Re: [HACKERS] MERGE SQL Statement for PG11

From: Peter Geoghegan <pg(at)bowt(dot)ie>
To: Pavan Deolasee <pavan(dot)deolasee(at)gmail(dot)com>
Cc: Tomas Vondra <tomas(dot)vondra(at)2ndquadrant(dot)com>, Robert Haas <robertmhaas(at)gmail(dot)com>, Simon Riggs <simon(at)2ndquadrant(dot)com>, Alvaro Herrera <alvherre(at)alvh(dot)no-ip(dot)org>, Andrew Dunstan <andrew(dot)dunstan(at)2ndquadrant(dot)com>, Pavan Deolasee <pavan(dot)deolasee(at)2ndquadrant(dot)com>, Stephen Frost <sfrost(at)snowman(dot)net>, PostgreSQL-development <pgsql-hackers(at)postgresql(dot)org>
Subject: Re: [HACKERS] MERGE SQL Statement for PG11
Date: 2018-02-16 01:07:08
Message-ID: CAH2-WzmakCf-HnQrewaEgToTokxHZnawDoOGtuOMowsNzQ2USg@mail.gmail.com
Views: Raw Message | Whole Thread | Download mbox | Resend email
Thread:
Lists: pgsql-hackers

On Sun, Feb 11, 2018 at 11:09 PM, Pavan Deolasee
<pavan(dot)deolasee(at)gmail(dot)com> wrote:
> On Fri, Feb 9, 2018 at 6:53 AM, Peter Geoghegan <pg(at)bowt(dot)ie> wrote:
>> My concern is mostly just that MERGE manages to behave in a way that
>> actually "provides a single SQL statement that can conditionally
>> INSERT, UPDATE or DELETE rows, a task that would otherwise require
>> multiple procedural language statements", as the docs put it. As long
>> as MERGE manages to do something as close to that high level
>> description as possible in READ COMMITTED mode (with our current
>> semantics for multiple statements in RC taken as the baseline), then
>> I'll probably be happy.
>
>
> IMO it will be quite hard, if not impossible, to guarantee the same
> semantics to a single statement MERGE and multi statement
> UPDATE/DELETE/INSERT in RC mode. For example, the multi statement model will
> execute each statement with a new MVCC snapshot and hence the rows visible
> to individual statement may vary. Whereas in MERGE, everything runs with a
> single snapshot. There could be other such subtle differences.
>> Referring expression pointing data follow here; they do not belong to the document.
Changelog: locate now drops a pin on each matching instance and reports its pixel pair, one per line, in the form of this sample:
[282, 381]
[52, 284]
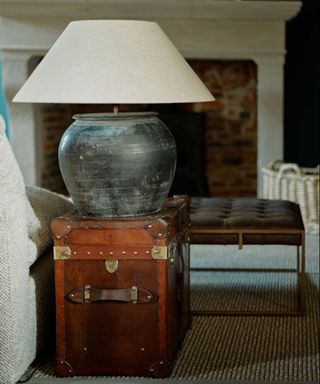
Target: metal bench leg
[300, 294]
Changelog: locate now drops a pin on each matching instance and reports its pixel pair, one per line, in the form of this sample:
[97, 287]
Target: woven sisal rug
[247, 348]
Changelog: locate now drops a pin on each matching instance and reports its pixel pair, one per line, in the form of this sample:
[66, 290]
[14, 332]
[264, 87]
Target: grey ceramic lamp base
[117, 165]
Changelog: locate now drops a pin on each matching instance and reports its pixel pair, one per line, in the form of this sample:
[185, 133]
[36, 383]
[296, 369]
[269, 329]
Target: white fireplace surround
[200, 29]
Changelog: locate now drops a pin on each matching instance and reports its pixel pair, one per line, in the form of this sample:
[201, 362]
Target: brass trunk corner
[159, 252]
[61, 252]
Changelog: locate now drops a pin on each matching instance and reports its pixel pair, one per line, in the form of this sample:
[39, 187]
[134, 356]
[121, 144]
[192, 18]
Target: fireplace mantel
[204, 29]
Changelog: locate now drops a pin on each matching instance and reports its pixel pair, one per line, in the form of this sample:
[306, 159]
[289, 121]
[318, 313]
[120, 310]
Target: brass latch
[159, 252]
[61, 252]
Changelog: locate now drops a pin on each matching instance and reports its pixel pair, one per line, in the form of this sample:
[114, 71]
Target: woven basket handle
[289, 167]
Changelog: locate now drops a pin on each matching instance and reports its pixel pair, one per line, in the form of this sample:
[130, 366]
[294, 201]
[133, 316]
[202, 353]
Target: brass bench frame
[299, 270]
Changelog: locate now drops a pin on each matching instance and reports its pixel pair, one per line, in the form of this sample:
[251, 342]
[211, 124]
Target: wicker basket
[286, 181]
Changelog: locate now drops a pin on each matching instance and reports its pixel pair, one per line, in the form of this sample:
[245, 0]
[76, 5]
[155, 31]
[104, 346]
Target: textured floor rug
[248, 349]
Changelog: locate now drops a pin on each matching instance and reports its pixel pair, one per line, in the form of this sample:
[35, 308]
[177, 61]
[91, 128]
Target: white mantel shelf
[179, 9]
[202, 29]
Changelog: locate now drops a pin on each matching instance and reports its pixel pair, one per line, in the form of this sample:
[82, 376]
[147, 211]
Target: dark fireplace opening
[216, 141]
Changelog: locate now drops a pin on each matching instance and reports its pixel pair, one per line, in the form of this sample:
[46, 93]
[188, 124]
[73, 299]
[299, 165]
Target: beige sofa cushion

I didn't mean this literally. For simple cases, an EPQ walk of the
update chain is kind of like acquiring a new snapshot.

ISTM that a MERGE isn't really a thing that replaces 2 or 3 other DML
statements, at least in most cases. It's more like a replacement for
procedural code with an outer join, with an INSERT, UPDATE or DELETE
that affects zero or one rows inside the procedural loop that
processes matching/non-matching rows. The equivalent procedural code
could ultimately perform *thousands* of snapshot acquisitions for
thousands of RC DML statements. MERGE is sometimes explained in terms
of "here is the kind of procedural code that you don't have to write
anymore, thanks to MERGE" -- that's what the code looks like.
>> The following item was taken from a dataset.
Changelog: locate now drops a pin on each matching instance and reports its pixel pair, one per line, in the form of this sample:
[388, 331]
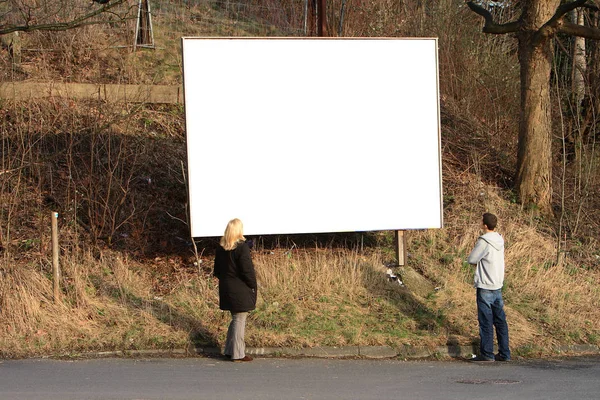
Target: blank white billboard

I attach a rough example of this, that uses plpgsql.

>> Some novel new behavior -- "EPQ with a twist"-- is clearly necessary.
>> I feel a bit uneasy about it because anything that anybody suggests is
>> likely to be at least a bit arbitrary (EPQ itself is kind of
>> arbitrary). We only get to make a decision on how "EPQ with a twist"
>> will work once, and that should be a decision that is made following
>> careful deliberation. Ambiguity is much more likely to kill a patch
>> than a specific technical defect, at least in my experience. Somebody
>> can usually just fix a technical defect.
>
>
> While I agree, I think we need to make these decisions in a time bound
> fashion. If there is too much ambiguity, then it's not a bad idea to settle
> for throwing appropriate errors instead of providing semantically wrong
> answers, even in some remote corner case.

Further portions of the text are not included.